Briefly stated, the facts of the case are as under:-
2.1 The assessee, a company engaged in the business of development and export of computer software, filed its return of income for Assessment Year 2009-10 on 20.09.2009 declaring total income of Rs.45,54,134/- after, inter alia, claiming deduction u/s. 10A of the Income Tax Act, 1961 (in short ‘the Act’) to the tune of Rs.18,11,36,634/-. The case was taken up for scrutiny and the assessment was completed u/s. 143(3) of the Act vide order dated 27.12.2012 wherein the assessee’s income was determined at Rs.1,05,87,919/- in view of, inter alia, the Assessing Officer (‘AO’) disallowing the assessee’s excess claim for deduction u/s. 10A of the Act to the extent of Rs.60,33,785/-. On appeal, the CIT(A)-6, Bangalore partly allowed the assessee’s appeal vide order dated 1.6.2016. In doing so, the ld.
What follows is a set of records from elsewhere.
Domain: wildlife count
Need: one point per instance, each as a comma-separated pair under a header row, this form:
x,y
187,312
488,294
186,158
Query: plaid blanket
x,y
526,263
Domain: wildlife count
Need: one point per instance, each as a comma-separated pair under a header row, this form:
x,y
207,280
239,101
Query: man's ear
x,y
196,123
CIT(A) allowed the assessee’s claim for deduction u/s. 10A of the Act following the decision of the Hon’ble Karnataka High Court in the case of CIT v Tata Elxsi Ltd. (349 ITR 98) (Kar).
3.1 Aggrieved by the order of the CIT(A)-12, Bangalore dated 1.6.2016 for Assessment Year 2009-10, Revenue has filed this appeal, raising the following grounds:-
“1. The order of the Commissioner of Income Tax(Appeals) - 5, Bangalore, is opposed to the law and not on the facts and circumstances of the case.
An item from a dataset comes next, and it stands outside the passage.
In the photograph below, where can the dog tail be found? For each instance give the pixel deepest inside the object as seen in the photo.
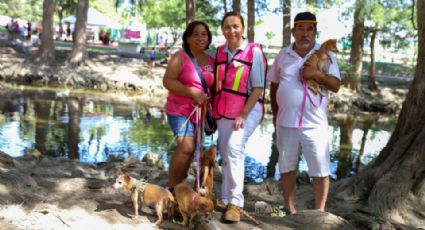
(245, 213)
(171, 197)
2. On the facts and in the circumstances of the case, the CIT(A) erred in law in directing the Assessing Officer to reduce the expenditure incurred in travel, telecommunication etc, both from the Export Turnover as well as the Total Turnover for the purpose of computation of deduction u/s.10A of the IT Act without appreciating the fact that the statue allows exclusion of such expenditure only from the Export turnover by way of specific definition of Export Turnover as envisaged by sub-clause(4) of explanation 2 below subsection 8 of section 10A. On the other hand, there is no specific provision in section 10A warranting exclusion of above expenses from total turnover also.
For these and other grounds that may be urged upon, the order of the GIT(A) may be reversed and that assessment order be restored. 4. The appellant craves leave to add, alter, amend or delete any other grounds on or before hearing of the appeal.”
The ld. DR was heard in support of the grounds raised.
3.2 We have heard the rival contentions and perused and carefully considered the material on record; including the judicial pronouncement cited. As regards the issue of reduction of the items of expenditure incurred in foreign currency such as telecommunication charges, professional and consultation fees, travelling and conveyance expenses etc.; which are attributable to the delivery of software outside India and in rendering of technical services outside India, the jurisdictional High Court of Karnataka in the case of CIT v Tata Elxsi Ltd (349 ITR 98) (Kar) has held that when certain expenses are excluded from the export turnover for the purposes of computing deduction admissible under the Act; like u/s. 10A of the Act, such expenses are also to be excluded from total turnover, as export turnover is a part of total turnover. The decision in the case of Tata Elxsi Ltd (supra) has also been followed by the Hon’ble Court in its order in the case of DCIT v Motor Industries Co. Ltd., (ITA No. 776/2006, 744/2007 and 1155/2006 dated 13.06.2014), holding that if any expenditure is sought to be removed from export turnover, then it should also be reduced from total turnover for the purposes of computing the eligible deduction u/s. 10A of the Act. In this legal and factual matrix of the case, as discussed above, we find no reason to interfere with or deviate from the finding rendered by the ld. CIT(A) on this issue, and therefore uphold the same. Consequently, the grounds S.Nos. 1 to 4 raised by revenue are dismissed.
In the result, Revenue’s appeal for Assessment Year 2009-10 is dismissed.
Order pronounced in the open court on 23rd November, 2017.